In [1]:
import random
import numpy as np
import matplotlib.pyplot as plt

# This is a bit of magic to make matplotlib figures appear inline in the notebook
# rather than in a new window.

%matplotlib inline
plt.rcParams['figure.figsize'] = (10.0, 8.0) # set default size of plots
plt.rcParams['image.interpolation'] = 'nearest'
plt.rcParams['image.cmap'] = 'gray'

# Some more magic so that the notebook will reload external python modules;
# see http://stackoverflow.com/questions/1907993/autoreload-of-modules-in-ipython

%load_ext autoreload
%autoreload 2

In [1]:
from sklearn import preprocessing, metrics
import utils
import scipy.io
import numpy as np
from linear_classifier import LinearSVM_twoclass

# load the SPAM email training dataset

X,y = utils.load_mat('data/spamTrain.mat')
yy = np.ones(y.shape)
yy[y==0] = -1

# load the SPAM email test dataset

test_data = scipy.io.loadmat('data/spamTest.mat')
X_test = test_data['Xtest']
y_test = test_data['ytest'].flatten()

##################################################################################
#  YOUR CODE HERE for training the best performing SVM for the data above.       #
#  what should C be? What should num_iters be? Should X be scaled?               #
#  should X be kernelized? What should the learning rate be?

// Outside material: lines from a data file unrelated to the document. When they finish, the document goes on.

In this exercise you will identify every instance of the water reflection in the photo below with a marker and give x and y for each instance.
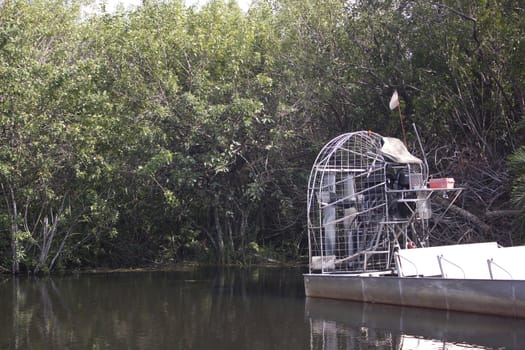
(349, 325)
(197, 309)
(224, 309)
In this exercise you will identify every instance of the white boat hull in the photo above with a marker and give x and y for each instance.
(493, 297)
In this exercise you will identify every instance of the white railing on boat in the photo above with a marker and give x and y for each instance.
(470, 261)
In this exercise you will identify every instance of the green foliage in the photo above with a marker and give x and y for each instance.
(174, 132)
(517, 166)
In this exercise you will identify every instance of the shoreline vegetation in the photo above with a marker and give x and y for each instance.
(173, 133)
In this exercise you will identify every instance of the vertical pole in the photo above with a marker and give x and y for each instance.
(402, 125)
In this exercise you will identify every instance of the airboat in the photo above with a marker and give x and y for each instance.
(370, 221)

What should the     #
#  number of iterations be?                                                      #
##################################################################################
#X should be scaled to reduce computational time
scaler = preprocessing.StandardScaler().fit(X)
scaleX = scaler.transform(X)

one_array = np.ones(scaleX.shape[0])
XX = np.concatenate([one_array[:,np.newaxis],scaleX],axis=1)

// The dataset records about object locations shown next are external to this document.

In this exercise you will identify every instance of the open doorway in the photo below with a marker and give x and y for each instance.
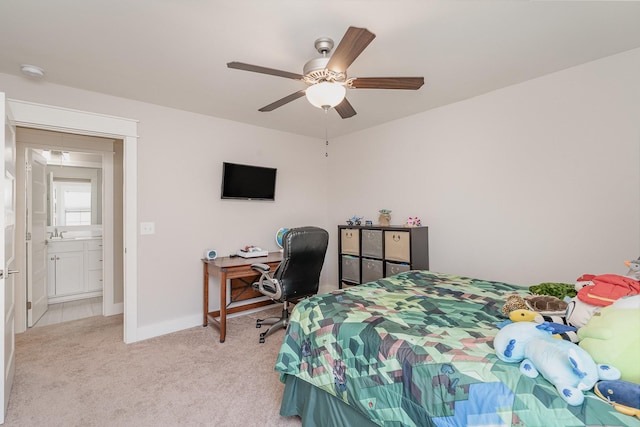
(39, 116)
(73, 203)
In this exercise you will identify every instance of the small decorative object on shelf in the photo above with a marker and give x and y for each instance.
(413, 221)
(384, 220)
(355, 220)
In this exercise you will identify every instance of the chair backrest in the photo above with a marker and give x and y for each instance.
(304, 249)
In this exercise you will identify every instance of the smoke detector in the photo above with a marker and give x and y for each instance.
(32, 71)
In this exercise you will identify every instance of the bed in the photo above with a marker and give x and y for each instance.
(416, 349)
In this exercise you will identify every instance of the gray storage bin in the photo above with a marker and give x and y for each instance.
(371, 270)
(372, 243)
(395, 268)
(350, 241)
(351, 269)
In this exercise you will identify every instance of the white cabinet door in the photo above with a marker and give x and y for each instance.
(69, 273)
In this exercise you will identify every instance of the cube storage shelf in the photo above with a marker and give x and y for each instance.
(368, 253)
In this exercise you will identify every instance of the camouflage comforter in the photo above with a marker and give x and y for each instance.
(416, 350)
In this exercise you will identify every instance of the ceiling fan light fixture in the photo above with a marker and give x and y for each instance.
(326, 95)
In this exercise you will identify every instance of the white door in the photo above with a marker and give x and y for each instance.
(7, 253)
(37, 298)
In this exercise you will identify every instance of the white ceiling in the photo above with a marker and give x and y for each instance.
(174, 52)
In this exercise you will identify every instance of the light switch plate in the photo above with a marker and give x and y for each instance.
(147, 228)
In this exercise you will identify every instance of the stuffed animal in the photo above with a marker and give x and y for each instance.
(611, 336)
(622, 395)
(565, 365)
(521, 315)
(514, 302)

#Seperating out a validation set for optimization of C, num_iters, and learning rates
scaler = preprocessing.StandardScaler().fit(X)
scaleX = scaler.transform(X)

one_array = np.ones(scaleX.shape[0])
XX = np.concatenate([one_array[:,np.newaxis],scaleX],axis=1)

#Seperating out a validation set for optimization of C, num_iters, and learning rates
training_set_size = int(XX.shape[0]*0.8)
random_sampling = np.random.randint(XX.shape[0],size = XX.shape[0])
scrambled_data = XX[random_sampling,:]
scrambled_labels = yy[random_sampling]
XX_train = scrambled_data[:training_set_size,:]
XX_val = scrambled_data[training_set_size:,:]
yy_train = scrambled_labels[:training_set_size]
yy_val = scrambled_labels[training_set_size:]

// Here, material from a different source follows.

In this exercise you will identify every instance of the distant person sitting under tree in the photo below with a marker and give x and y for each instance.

Cvals = [0.01,0.03,0.1,0.3,1,3,10,30]
#Testing out different C_vals
best_accuracy = 0
best_C = 0
for C in Cvals:
    svm = LinearSVM_twoclass()
    svm.theta = np.zeros((XX_train.shape[1],))
    svm.train(XX_train,yy_train,learning_rate=1e-4,reg=C,num_iters=1000,verbose=False,batch_size=XX_train.shape[0])

    y_pred = svm.predict(XX_val)
    accuracy = metrics.accuracy_score(yy_val,y_pred)
    print "Accuracy on validation data = ", metrics.accuracy_score(yy_val,y_pred)
    if accuracy>best_accuracy:
        best_accuracy = accuracy
        best_C = C
        best_svm = svm

#Testing different learning rates and number of iterations to find optimal one
learning_rates = [1e-2,1e-3,1e-4,1e-5]
num_iters = [1000,5000,10000]
best_accuracy = 0
best_learning_rate = 0
best_num_iter = 0
for learning_rate in learning_rates:
    for num_iter in num_iters:
        svm.theta = np.zeros((XX_train.shape[1],))
        svm.train(XX_train,yy_train,learning_rate,best_C,num_iter,verbose=False,batch_size=XX_train.shape[0])

        y_pred = svm.predict(XX_val)
        accuracy = metrics.accuracy_score(yy_val,y_pred)
        print "Accuracy on validation data = ", metrics.accuracy_score(yy_val,y_pred)
        if accuracy>best_accuracy:
            best_accuracy = accuracy
            best_num_iter = num_iter
            best_learning_rate = learning_rate

print "Best C = ", best_C
print "Best num iter = ", best_num_iter
print "Best learning rate = ", best_learning_rate

##################################################################################
# YOUR CODE HERE for testing your best model's performance                       #
# what is the accuracy of your best model on the test set? On the training set?  #
##################################################################################
yy_test = np.ones(y_test.shape)
yy_test[y_test==0] = -1

scaler = preprocessing.StandardScaler().fit(X_test)
scaleX = scaler.transform(X_test)

one_array = np.ones(scaleX.shape[0])
XX_test = np.concatenate([one_array[:,np.newaxis],scaleX],axis=1)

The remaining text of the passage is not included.